Have important news about you-know-who. Urgent we act immediately. This is our chance. She suspects nothing. Meet me at the usual place — coal pile end. Tomorrow night at eight.

     Suddenly realizing that a man in a grey fedora is staring at him intently, Graham hurriedly puts the piece of paper back in the book and rushes out of the library. Confused about what he just read, Graham loses himself deep in thought... For whom was the note intended? And what on earth was it doing in a library book about his aunt's castle? WHIIIZZZZ. BEEEEEEP. Just then, Graham nearly gets hit by a speeding car. He falls to the ground, keenly noticing that the driver is wearing a grey fedora. Clearly, Graham wasn't meant to have read the mysterious note at the library, but does that really mean that he is now the target of a hitman?

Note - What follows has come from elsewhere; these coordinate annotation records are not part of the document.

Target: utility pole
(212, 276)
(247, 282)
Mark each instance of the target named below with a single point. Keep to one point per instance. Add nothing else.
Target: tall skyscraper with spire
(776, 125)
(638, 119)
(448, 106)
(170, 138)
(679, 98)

     Throughout the entirety of the novel, the characters of Graham and Neil act as the ultimate detective duo: where Graham is intelligent and witty, Neil is adventurous and gutsy (if reluctantly so). I found myself laughing out loud when Graham would quote Confucius or describe the medically correct terminology for "funny bone" (ulnar nerve, by the way). At the same time, I found myself on the edge of my seat, barely able to turn the page fast enough as Neil would narrowly miss getting captured by the latest suspect or gruesome villain. A particularly well-written and utterly suspenseful sequence occurs when Neil is forced to swim through an underwater cave in order to reach safety — a moment that literally had me holding my breath:

A cloud of bubbles burst from his mouth. Immediately, a terrible urge to breathe in again took over, and he fought against it. He stroked and frog-kicked desperately, knowing the decision had been made for him now. He'd never make it back. He could only go forward. Was this the end? Air. Air. Air. Where is it? Please, God, air.

     As in his previous book, Parkinson also includes the likes of a female character — Crescent. However, in Deadman's Island, Crescent acts as a bit of a third wheel. Parkinson is careful not to imitate the Harry-Ron-Hermione triangle too closely, but perhaps he is a little too careful. Crescent is a likeable character, and I think Parkinson could have done more to turn the detective duo into a trio.

     Overall, the latest Kingsport mystery is definitely worth adding to the bookshelf. Parkinson has truly proven himself as a craftsman of suspense, and with indisputable certainty, Neil and Graham will be solving many more mysteries to come.

Highly Recommended.

Lindsay Schluter is a librarian at West Vancouver Memorial Library.